The first things humans invented, before fire, the wheel or baked brie, was trust.
Trusting the others in the village. Trusting that you could get a good night’s sleep. Trusting that what you heard was true.
We’ve expanded the village from twenty people to billions. Walter Cronkite was effective because millions of people trusted him, and he earned that trust. And as the media became more powerful and fragmented, that contract begin to erode.
We’ve created methods of exchange and interaction that were unimaginable just a generation ago.
And, at the same time that we’ve expanded our circles of trust, we’ve pushed to make many of them digital.

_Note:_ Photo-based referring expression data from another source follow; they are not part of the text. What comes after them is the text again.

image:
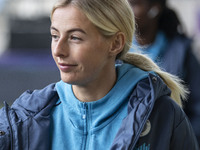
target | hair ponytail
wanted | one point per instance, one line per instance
(178, 90)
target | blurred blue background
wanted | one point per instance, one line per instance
(25, 53)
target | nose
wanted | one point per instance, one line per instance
(60, 48)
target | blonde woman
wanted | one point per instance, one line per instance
(98, 105)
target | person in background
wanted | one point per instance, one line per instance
(159, 35)
(99, 105)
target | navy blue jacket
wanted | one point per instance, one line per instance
(154, 121)
(179, 59)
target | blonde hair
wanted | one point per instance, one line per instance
(112, 16)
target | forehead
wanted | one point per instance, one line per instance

Interactions by email and zoom. Documents that are written and certified by unseen intermediaries. Stories and images that feel real and local, but might be neither one.
This only works because we’ve applied our same 20-person trust instincts to each of these interactions, billions of times, around the world.
Aided by AI, the thieves and scammers are now relentlessly working to hack this basic human instinct. They’re stealing more than money.
That email might not be from the person you think it’s from. And that online recruiter, or the text you just got–it might not be worthy of the benefit of the doubt. Even phone calls from people who aren’t who they say they are–AI bots with familiar voices and plenty of specific knowledge.
Like all things amplified by computer chips and the network, this one is going to accelerate–very quickly.
People are going to be deceived, victimized and ripped off. And the sort of intimacy that marketers and institutions counted on will erode fairly quickly.
Halloween is here, and it’s not just little kids who are wearing costumes. If someone in a clown mask walks into a bank, the tellers know something’s up… trust is the first thing to go.
The short-term response is to change our bias about digital interactions–when in doubt, be more human. When in doubt, take your time. When in doubt, ask someone else to double check.
In the long run, I think we’re going to see our circles of trust shrinking. That’s sad, it’s going to fracture networks we’ve been counting on for a long time and it’s going to be confusing since the defaults will be shifting.
Marketers will discover the costs of this, but it’s individuals that will have to rebuild what they think of as community.
Watch out for tricks. All year round.